Opinion
No. 00 Civ. 7391 (HB)
May 29, 2002
OPINION ORDER
Cost Management Services, Inc. ("plaintiff") moves for partial summary judgment pursuant to Rule 56 of the Federal Rules of Civil Procedure ("FRCP") with respect to the first four claims in its complaint; Deloitte Consulting, LLC ("defendant") moves for summary judgment dismissing all five of plaintiffs claims. Additionally, defendant seeks an award of costs and attorneys' fees.

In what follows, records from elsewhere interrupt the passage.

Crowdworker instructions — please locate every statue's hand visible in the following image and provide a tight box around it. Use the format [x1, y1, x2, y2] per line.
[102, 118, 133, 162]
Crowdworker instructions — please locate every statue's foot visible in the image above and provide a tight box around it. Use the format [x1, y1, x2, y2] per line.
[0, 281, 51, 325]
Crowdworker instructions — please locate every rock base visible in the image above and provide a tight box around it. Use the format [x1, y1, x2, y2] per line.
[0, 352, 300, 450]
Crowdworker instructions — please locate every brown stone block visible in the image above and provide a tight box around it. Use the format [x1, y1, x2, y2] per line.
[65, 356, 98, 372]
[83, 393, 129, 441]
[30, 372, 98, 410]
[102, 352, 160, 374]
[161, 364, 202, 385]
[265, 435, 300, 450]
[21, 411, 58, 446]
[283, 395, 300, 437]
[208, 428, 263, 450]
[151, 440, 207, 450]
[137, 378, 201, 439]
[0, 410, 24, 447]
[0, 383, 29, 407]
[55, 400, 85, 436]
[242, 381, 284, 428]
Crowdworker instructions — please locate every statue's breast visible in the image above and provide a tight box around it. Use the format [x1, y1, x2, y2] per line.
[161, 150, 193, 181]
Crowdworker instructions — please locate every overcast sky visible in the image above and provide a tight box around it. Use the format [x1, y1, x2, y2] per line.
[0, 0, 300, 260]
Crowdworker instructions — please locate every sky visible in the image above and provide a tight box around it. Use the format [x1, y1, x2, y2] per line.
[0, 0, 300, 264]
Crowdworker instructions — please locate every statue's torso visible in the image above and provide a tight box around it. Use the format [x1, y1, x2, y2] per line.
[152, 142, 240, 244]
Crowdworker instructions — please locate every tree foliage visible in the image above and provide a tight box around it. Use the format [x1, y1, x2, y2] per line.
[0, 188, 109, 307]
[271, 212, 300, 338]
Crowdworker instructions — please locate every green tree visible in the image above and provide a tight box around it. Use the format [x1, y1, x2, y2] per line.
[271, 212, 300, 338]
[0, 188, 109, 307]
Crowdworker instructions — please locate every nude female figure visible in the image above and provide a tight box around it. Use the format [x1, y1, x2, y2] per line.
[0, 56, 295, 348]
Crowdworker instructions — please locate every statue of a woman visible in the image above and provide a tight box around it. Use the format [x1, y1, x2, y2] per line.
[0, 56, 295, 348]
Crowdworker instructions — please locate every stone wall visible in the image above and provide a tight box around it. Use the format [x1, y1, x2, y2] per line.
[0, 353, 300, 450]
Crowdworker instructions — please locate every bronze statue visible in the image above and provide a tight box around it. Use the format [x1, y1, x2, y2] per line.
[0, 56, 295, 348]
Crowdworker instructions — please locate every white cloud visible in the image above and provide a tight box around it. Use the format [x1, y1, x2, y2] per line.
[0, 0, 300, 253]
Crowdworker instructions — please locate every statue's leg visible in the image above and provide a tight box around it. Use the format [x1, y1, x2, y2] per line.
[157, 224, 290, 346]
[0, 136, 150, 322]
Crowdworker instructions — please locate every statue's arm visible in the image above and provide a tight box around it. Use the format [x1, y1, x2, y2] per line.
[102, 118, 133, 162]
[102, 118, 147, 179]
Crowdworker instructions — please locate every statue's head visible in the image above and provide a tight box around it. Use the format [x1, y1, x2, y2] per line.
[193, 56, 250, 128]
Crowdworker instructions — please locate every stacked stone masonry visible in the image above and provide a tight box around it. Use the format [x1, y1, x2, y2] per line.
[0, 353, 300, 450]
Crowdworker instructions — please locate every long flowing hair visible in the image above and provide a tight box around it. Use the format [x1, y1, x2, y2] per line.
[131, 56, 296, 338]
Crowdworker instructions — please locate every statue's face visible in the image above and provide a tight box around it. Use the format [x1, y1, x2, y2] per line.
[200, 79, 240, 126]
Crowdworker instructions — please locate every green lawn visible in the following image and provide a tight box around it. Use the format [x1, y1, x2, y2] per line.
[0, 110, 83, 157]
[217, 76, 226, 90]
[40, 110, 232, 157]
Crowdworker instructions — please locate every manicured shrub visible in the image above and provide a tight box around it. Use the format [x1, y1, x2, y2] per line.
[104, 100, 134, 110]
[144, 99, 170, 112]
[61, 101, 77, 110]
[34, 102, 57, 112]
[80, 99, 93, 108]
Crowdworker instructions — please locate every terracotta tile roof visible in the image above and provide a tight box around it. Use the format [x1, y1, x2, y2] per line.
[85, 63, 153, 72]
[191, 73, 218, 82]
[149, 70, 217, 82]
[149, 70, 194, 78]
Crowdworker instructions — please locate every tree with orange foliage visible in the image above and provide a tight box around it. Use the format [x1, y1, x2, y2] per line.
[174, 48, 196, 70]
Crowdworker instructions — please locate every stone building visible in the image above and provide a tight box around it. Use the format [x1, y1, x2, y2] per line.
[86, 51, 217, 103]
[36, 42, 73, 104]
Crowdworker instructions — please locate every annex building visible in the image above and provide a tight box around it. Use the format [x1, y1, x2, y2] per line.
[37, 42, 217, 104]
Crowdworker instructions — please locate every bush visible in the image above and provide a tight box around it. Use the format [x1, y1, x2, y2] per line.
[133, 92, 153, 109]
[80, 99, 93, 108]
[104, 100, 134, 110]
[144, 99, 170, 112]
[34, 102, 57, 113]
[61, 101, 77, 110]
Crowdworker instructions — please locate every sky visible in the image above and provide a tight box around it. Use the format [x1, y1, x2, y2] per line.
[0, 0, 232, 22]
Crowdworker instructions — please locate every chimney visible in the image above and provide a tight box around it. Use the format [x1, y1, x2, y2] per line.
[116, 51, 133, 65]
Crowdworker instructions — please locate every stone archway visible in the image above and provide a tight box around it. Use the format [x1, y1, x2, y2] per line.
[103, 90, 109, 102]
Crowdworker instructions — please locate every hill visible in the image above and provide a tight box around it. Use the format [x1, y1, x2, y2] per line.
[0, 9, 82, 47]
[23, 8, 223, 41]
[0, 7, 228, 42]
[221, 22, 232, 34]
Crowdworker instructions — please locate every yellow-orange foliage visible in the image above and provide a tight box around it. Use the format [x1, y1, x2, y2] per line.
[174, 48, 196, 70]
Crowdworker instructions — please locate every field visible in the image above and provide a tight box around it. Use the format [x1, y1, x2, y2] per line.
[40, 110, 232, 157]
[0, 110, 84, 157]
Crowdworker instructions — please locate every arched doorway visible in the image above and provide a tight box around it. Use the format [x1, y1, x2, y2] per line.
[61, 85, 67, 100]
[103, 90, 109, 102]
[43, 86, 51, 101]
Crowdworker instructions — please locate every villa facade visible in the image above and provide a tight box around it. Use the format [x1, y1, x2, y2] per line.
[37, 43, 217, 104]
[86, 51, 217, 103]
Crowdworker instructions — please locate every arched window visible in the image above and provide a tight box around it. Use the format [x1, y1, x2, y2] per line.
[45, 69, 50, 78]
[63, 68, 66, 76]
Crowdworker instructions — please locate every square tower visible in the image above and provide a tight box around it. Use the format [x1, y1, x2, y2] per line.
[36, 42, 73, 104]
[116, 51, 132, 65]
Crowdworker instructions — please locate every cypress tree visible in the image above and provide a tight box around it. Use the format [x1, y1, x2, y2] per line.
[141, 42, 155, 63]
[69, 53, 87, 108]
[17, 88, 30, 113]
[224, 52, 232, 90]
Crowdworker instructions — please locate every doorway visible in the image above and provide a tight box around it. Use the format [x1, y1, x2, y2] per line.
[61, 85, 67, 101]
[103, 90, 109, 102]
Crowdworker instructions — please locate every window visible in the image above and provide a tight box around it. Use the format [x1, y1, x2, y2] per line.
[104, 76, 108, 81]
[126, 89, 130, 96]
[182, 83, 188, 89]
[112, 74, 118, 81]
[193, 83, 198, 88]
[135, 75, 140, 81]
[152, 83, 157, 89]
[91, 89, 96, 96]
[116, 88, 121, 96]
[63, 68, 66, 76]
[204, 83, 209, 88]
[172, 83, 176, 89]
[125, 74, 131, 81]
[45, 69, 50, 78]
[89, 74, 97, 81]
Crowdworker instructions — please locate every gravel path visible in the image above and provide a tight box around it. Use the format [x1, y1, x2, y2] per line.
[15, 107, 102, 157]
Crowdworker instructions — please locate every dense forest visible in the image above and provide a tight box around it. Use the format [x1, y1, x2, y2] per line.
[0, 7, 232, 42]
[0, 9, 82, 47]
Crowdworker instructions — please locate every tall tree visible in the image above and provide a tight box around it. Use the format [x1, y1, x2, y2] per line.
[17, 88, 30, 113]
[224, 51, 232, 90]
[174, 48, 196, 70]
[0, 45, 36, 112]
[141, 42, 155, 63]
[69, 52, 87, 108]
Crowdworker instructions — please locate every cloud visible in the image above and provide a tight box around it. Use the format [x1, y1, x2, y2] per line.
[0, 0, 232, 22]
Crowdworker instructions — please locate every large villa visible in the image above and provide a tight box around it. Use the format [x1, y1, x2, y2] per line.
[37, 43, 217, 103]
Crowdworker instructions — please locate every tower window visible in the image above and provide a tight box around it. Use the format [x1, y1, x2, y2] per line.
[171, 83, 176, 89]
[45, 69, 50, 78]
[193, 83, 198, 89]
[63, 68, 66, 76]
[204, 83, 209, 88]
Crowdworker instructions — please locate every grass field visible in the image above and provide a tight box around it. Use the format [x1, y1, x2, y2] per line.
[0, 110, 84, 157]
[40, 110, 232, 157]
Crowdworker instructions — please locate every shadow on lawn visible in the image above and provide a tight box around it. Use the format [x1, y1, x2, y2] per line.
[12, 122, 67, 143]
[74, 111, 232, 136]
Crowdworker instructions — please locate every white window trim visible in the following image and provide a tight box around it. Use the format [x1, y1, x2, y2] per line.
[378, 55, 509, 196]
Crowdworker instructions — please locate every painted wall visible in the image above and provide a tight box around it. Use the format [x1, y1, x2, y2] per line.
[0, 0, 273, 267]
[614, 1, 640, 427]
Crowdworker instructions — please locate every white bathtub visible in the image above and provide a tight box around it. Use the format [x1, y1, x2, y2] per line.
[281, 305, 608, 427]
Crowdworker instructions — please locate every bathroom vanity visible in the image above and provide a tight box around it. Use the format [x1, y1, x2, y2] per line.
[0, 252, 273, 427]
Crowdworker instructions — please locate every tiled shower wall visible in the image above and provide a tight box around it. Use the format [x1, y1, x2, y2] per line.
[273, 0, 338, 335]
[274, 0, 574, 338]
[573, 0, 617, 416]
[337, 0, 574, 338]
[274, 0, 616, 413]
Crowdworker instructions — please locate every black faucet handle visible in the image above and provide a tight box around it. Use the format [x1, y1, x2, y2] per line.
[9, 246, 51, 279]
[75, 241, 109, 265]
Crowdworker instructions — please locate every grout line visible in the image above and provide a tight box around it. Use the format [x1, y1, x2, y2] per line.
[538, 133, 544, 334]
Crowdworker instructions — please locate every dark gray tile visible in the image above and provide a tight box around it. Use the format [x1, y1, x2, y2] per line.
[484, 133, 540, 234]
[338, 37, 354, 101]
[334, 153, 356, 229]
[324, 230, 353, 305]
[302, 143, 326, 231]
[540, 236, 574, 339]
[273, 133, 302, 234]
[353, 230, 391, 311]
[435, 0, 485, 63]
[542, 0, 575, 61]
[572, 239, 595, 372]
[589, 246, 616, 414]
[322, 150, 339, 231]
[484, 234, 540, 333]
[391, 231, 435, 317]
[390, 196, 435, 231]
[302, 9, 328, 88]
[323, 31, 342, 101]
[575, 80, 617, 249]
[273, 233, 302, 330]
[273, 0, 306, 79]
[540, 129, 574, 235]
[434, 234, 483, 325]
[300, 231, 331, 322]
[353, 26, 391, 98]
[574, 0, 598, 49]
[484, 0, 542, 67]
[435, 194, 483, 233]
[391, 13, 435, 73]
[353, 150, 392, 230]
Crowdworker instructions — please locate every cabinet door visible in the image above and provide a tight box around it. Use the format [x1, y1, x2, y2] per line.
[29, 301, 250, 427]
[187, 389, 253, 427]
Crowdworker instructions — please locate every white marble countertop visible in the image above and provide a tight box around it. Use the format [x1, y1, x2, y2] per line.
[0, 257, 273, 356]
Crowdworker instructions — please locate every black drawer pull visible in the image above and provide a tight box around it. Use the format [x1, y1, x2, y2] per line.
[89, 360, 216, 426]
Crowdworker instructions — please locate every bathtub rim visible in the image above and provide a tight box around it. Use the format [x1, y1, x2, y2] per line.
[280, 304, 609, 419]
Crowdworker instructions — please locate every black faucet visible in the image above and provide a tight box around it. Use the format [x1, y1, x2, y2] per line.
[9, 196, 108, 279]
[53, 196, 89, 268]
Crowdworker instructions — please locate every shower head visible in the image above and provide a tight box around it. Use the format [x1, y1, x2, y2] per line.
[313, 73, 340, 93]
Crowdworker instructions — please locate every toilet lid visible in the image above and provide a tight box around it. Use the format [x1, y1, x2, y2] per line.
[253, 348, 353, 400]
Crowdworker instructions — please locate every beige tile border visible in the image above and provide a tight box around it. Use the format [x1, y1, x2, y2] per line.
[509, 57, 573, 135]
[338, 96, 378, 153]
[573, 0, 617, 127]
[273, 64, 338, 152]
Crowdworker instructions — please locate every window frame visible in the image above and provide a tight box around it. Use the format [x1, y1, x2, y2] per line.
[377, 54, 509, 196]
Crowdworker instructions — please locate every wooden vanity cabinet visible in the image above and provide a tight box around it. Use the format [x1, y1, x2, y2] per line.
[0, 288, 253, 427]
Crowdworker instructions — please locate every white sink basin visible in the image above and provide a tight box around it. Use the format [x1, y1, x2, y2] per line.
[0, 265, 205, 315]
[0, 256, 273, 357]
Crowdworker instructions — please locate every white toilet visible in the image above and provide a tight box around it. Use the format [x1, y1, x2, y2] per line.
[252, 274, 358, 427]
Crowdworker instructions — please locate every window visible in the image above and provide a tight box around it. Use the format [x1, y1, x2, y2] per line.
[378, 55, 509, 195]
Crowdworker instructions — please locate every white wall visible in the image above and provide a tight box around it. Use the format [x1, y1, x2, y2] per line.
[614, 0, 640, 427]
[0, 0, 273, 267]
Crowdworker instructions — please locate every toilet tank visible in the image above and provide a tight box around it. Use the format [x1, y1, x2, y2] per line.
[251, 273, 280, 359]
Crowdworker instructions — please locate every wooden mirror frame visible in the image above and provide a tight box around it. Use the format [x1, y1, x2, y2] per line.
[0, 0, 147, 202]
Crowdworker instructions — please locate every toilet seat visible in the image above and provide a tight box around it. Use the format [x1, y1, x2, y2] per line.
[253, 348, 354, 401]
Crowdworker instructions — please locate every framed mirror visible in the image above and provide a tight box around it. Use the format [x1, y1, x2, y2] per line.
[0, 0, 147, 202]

Specifically, plaintiff brings the following five causes of action against defendant: (1) declaratory judgment that the parties' October 12, 1998 Agreement ("October 1998 agreement") may be terminated by plaintiff upon reasonable notice to defendant as well as that defendant may not interfere with plaintiffs performance on its own contractual obligations; (2) breach of the October 1998 agreement; (3) breach of duty to negotiate the appropriate option, under the October 1998 agreement, for amending payment terms contained in that agreement; (4) failure to provide legal assurances as to the legality of the proposed amendment to the October 1998 agreement; and (5) failure and negligent performance of certain services, in particular, failure to pursue retroactive funding opportunities. For the reasons detailed below, defendant's motion for summary judgment as to all five causes of action is granted and plaintiff's motion as to the first four causes of action in its complaint is denied. Defendant's motion for an award of costs and attorneys' fees is denied.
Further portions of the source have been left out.